Overall evaluation of the study showed some aspects of current behavioral trends. Despite common ownership of a home sphygmomanometer, daily practice of HBPM in Turkey was far from the recommendations of the current guidelines.2, 3, 4, 18 In spite of common ownership of a home sphygmomanometer, the regular measurement of BP by a small group of patients, before visits with their physicians, indicated ineffective BP measurement at home. We suspect that the main findings of the current study, namely, the lack of training by health-care professionals and the dominance of wrist devices, would also be found in other developing and underdeveloped countries. Owing to the rarity of validated devices on the market,21, 22, 23, 26 this could be a problem in some developed countries as well.

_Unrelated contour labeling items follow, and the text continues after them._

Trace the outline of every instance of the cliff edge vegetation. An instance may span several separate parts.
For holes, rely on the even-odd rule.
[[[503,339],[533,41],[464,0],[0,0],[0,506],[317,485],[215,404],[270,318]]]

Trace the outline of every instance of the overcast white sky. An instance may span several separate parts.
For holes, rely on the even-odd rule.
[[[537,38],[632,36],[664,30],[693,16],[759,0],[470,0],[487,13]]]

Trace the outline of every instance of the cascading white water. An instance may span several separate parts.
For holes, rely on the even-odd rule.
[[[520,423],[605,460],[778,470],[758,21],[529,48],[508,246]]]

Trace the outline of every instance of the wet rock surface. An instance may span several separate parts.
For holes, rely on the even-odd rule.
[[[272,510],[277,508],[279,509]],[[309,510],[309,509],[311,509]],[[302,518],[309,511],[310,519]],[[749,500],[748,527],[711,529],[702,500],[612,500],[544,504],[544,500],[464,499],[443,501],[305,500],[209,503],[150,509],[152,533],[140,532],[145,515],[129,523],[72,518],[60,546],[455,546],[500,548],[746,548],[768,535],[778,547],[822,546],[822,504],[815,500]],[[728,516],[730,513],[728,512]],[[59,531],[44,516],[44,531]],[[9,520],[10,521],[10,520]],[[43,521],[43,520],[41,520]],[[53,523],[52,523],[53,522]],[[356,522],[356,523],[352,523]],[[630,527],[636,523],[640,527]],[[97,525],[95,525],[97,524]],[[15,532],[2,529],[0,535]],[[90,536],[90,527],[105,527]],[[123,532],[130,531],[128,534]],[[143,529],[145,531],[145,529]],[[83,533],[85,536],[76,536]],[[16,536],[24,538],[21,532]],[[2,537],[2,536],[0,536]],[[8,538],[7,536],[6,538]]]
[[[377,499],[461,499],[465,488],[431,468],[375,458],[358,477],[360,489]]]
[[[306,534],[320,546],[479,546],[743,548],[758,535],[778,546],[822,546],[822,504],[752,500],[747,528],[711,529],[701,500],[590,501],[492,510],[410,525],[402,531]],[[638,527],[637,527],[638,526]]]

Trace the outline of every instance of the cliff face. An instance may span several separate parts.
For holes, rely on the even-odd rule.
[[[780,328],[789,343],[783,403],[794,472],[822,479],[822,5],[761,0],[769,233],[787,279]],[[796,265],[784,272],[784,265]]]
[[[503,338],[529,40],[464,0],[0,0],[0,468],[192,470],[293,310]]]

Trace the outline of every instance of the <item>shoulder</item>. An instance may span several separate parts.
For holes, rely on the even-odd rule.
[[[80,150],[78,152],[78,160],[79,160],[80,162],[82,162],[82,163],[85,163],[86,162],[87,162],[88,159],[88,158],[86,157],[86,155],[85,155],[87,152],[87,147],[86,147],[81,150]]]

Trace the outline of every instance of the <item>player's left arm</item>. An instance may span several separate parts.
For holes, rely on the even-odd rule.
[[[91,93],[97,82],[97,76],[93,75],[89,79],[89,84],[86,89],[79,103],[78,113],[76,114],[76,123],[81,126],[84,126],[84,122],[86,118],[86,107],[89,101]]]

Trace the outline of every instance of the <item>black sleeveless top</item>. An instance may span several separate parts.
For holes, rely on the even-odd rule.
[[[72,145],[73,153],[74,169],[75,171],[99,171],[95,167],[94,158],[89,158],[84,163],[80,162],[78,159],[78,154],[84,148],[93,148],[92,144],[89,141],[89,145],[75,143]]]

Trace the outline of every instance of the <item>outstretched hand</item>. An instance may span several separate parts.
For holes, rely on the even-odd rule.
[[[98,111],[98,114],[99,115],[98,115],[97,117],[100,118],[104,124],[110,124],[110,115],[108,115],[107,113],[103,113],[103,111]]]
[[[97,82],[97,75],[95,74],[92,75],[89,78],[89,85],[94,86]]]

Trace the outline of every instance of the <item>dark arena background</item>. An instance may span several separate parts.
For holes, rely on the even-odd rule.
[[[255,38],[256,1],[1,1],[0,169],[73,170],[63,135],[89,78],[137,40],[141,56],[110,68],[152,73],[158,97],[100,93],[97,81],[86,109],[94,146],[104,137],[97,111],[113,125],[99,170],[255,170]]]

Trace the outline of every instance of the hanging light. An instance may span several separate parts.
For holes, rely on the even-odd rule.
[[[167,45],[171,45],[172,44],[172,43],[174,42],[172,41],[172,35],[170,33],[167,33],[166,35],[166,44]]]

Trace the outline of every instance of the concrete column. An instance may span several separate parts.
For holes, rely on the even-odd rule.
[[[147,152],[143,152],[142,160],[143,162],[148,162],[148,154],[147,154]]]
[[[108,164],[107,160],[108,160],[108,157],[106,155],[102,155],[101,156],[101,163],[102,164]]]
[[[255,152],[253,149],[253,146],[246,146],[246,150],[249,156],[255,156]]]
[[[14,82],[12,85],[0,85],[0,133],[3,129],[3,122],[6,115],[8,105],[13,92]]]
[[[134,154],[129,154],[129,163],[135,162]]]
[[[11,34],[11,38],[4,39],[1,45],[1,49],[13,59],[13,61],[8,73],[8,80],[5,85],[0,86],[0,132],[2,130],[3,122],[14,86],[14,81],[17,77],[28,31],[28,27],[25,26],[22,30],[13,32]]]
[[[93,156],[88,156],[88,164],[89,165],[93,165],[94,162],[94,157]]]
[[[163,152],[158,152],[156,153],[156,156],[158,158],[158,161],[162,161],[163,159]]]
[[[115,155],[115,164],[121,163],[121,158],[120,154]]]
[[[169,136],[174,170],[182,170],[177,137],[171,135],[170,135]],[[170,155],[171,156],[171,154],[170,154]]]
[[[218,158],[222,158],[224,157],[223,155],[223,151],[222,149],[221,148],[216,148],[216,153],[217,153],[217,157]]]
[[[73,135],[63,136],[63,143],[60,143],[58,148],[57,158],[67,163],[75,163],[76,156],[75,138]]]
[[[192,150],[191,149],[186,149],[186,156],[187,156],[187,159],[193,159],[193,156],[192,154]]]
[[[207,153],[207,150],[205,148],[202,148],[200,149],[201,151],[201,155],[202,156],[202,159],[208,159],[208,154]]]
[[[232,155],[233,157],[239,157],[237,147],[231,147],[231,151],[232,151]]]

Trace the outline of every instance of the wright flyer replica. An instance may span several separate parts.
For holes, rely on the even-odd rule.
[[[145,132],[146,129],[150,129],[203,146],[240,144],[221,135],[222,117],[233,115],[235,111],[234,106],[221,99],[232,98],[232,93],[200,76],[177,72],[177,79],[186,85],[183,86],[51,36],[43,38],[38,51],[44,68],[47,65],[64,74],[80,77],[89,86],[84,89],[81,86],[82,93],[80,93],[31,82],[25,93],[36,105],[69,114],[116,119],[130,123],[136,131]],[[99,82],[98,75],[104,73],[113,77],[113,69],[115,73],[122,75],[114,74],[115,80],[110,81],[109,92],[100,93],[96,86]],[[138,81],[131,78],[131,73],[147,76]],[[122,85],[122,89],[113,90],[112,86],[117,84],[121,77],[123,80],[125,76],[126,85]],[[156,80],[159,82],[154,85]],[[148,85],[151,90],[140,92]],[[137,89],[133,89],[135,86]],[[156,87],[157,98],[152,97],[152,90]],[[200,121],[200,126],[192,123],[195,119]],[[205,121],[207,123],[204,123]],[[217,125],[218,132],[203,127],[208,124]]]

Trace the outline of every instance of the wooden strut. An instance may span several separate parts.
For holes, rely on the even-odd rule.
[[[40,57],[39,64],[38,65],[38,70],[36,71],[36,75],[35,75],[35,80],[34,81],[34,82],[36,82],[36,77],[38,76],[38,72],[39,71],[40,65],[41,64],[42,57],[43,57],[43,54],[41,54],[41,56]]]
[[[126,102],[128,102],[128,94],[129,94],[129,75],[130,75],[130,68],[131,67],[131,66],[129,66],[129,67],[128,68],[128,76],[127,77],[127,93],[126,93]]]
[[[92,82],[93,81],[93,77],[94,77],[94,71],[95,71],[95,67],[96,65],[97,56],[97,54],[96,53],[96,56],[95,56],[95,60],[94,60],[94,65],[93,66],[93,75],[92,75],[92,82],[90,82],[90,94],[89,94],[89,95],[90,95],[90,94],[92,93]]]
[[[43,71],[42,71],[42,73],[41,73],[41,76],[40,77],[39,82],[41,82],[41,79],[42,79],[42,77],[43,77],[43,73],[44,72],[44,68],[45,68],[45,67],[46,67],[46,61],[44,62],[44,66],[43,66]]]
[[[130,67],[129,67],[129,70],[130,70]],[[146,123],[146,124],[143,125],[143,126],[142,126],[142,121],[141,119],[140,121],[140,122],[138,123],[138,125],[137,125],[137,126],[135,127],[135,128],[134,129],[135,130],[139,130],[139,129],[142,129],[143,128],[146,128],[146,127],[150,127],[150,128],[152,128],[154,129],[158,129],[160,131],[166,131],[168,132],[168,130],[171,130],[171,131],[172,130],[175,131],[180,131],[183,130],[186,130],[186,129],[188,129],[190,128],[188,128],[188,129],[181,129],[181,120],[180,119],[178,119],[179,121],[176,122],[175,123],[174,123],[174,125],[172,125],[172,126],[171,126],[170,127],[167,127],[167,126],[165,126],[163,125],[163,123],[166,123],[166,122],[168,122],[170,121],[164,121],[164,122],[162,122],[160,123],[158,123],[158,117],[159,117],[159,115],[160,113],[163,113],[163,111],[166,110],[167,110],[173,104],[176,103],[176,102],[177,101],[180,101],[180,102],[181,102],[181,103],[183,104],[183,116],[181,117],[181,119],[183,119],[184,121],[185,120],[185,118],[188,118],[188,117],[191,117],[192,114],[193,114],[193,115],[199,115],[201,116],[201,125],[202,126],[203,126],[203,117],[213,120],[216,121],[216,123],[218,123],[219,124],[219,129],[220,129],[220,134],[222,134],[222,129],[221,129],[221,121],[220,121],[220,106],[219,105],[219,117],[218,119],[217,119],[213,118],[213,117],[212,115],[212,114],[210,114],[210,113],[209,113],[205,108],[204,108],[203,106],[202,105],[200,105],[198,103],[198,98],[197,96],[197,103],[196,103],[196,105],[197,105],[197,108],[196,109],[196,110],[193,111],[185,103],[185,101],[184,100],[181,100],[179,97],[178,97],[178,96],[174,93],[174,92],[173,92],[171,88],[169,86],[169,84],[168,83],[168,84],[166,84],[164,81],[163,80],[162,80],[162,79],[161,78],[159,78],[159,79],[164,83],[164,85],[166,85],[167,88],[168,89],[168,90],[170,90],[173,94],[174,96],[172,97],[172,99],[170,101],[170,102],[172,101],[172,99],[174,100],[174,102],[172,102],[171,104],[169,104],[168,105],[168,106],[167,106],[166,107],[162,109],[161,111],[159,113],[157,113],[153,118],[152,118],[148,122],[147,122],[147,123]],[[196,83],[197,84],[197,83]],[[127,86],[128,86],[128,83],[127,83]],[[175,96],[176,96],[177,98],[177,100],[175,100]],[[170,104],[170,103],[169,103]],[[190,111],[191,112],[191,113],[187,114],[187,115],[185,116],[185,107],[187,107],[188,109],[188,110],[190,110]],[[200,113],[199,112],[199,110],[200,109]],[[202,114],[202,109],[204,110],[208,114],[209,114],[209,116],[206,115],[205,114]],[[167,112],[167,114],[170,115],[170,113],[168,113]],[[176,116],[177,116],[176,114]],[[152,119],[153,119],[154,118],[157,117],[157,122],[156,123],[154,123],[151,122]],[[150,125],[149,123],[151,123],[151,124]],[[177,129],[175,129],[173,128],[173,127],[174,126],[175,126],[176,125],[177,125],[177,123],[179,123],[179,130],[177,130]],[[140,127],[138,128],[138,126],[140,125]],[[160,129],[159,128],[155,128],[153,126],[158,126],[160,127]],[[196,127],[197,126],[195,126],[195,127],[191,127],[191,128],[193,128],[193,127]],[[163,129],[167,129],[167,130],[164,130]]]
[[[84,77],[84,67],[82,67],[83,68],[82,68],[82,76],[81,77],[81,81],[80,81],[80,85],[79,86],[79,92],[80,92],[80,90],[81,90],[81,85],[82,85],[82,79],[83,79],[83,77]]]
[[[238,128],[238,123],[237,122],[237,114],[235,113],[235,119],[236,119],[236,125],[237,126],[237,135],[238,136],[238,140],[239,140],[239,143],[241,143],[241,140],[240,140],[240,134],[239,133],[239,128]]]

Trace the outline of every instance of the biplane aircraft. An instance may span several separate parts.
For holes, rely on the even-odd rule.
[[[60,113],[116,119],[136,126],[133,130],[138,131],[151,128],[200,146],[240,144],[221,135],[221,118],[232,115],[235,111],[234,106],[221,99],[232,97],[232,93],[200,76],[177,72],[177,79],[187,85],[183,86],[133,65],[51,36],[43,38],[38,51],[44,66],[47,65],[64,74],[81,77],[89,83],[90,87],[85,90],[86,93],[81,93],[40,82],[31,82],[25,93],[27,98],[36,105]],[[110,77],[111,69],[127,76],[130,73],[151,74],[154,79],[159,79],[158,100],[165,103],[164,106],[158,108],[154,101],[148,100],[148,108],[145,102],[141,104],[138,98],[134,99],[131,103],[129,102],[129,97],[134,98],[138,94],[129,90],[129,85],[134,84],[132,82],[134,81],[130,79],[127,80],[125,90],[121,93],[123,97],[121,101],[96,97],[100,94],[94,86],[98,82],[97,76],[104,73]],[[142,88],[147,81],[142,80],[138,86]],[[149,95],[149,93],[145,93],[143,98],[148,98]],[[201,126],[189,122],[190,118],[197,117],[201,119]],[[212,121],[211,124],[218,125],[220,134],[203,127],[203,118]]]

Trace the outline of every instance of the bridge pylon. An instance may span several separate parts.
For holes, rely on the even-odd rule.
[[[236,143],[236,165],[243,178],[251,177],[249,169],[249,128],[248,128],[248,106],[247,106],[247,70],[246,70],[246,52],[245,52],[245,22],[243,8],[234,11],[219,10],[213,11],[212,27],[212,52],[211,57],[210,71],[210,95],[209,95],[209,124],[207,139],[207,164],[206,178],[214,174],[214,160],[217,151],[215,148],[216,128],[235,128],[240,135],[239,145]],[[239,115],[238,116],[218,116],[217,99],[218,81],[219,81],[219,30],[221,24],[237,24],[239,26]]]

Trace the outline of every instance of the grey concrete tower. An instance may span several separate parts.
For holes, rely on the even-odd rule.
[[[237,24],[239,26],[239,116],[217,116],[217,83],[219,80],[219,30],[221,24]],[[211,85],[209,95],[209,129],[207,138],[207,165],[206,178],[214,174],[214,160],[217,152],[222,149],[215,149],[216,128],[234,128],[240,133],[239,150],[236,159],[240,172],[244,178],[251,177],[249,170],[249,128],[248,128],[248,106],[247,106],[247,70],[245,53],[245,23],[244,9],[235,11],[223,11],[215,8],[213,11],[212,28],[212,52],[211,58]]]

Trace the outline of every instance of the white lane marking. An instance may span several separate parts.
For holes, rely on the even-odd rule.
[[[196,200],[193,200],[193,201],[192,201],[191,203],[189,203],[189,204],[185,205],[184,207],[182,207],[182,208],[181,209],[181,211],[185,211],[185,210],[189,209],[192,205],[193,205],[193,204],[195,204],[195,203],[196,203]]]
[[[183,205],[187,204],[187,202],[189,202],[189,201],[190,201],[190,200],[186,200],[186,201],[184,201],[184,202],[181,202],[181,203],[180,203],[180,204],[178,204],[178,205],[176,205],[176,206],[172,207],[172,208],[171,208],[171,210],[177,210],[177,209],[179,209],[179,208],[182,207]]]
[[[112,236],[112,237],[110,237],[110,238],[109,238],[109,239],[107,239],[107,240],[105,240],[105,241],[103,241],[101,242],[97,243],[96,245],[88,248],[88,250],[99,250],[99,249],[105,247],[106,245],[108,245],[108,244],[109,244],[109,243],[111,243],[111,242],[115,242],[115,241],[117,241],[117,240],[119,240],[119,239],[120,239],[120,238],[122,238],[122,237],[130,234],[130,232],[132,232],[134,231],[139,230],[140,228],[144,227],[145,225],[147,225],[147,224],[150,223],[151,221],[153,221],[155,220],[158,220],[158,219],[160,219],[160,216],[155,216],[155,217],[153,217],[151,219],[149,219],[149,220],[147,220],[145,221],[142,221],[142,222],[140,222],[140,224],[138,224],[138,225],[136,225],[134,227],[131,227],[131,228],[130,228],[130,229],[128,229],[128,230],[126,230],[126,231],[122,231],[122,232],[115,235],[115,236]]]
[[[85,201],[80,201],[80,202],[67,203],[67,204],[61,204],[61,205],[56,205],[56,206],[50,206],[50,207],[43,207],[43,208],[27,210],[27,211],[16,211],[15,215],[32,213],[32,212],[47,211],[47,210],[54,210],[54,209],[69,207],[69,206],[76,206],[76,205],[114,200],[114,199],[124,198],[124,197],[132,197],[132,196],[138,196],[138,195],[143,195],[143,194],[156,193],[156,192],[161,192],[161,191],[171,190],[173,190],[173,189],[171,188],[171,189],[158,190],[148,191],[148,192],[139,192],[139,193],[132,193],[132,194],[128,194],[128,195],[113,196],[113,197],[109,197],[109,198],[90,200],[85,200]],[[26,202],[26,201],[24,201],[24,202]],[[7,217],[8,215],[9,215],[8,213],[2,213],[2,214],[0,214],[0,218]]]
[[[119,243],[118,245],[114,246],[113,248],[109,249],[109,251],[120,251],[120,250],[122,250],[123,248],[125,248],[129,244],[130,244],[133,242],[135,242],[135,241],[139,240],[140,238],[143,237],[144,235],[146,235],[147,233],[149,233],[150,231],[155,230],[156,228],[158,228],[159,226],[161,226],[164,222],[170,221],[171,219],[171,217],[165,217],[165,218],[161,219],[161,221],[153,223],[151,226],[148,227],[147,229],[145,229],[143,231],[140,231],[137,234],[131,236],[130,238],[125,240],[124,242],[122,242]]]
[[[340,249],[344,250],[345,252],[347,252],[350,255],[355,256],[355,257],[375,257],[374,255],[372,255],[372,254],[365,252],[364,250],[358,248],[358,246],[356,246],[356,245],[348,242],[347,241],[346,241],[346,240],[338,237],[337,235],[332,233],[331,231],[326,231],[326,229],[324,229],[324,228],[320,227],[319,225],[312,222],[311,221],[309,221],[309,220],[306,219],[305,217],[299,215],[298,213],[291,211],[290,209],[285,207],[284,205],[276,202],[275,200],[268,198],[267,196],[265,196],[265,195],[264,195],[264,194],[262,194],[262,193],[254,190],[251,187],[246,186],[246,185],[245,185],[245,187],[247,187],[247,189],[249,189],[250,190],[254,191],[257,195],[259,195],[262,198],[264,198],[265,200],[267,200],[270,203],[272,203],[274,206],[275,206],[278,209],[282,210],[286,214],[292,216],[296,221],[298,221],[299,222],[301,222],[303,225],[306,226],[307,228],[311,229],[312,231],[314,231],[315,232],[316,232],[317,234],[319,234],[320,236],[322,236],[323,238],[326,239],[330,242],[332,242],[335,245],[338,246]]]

This interpretation was supported by studies published in various countries, such as Canada, England, and Iran.27, 28, 29 The reimbursement of initial patient education regarding teaching correct HBPM technique could increase the reliability of HBPM and has been recommended by the American Heart Association, American Society of Hypertension and Preventive Cardiovascular Nurses Association.4 As an informed public and a trained patient population will be required to increase the reliability of HBPM, a collaborative action plan was formulated by the Turkish Society of Hypertension and Renal Diseases. The hallmarks of this action plan were patient and health-care workers (including physicians), education (mainly using multimedia facilities and the internet), and collaboration with other medical societies aiming to increase public awareness regarding the reliability of HBPM.

Conclusion

The ownership of a home sphygmomanometer is common among hypertensive patients in Turkey, but regular monitoring of BP at home before physician visits is rare despite common ownership of these devices. More efforts, including the participation of national hypertension societies, are needed to improve the reliability of HBPM. Accordingly, an action plan has been launched. The efficacy of this action plan and the need for possible additional measures remain to be seen.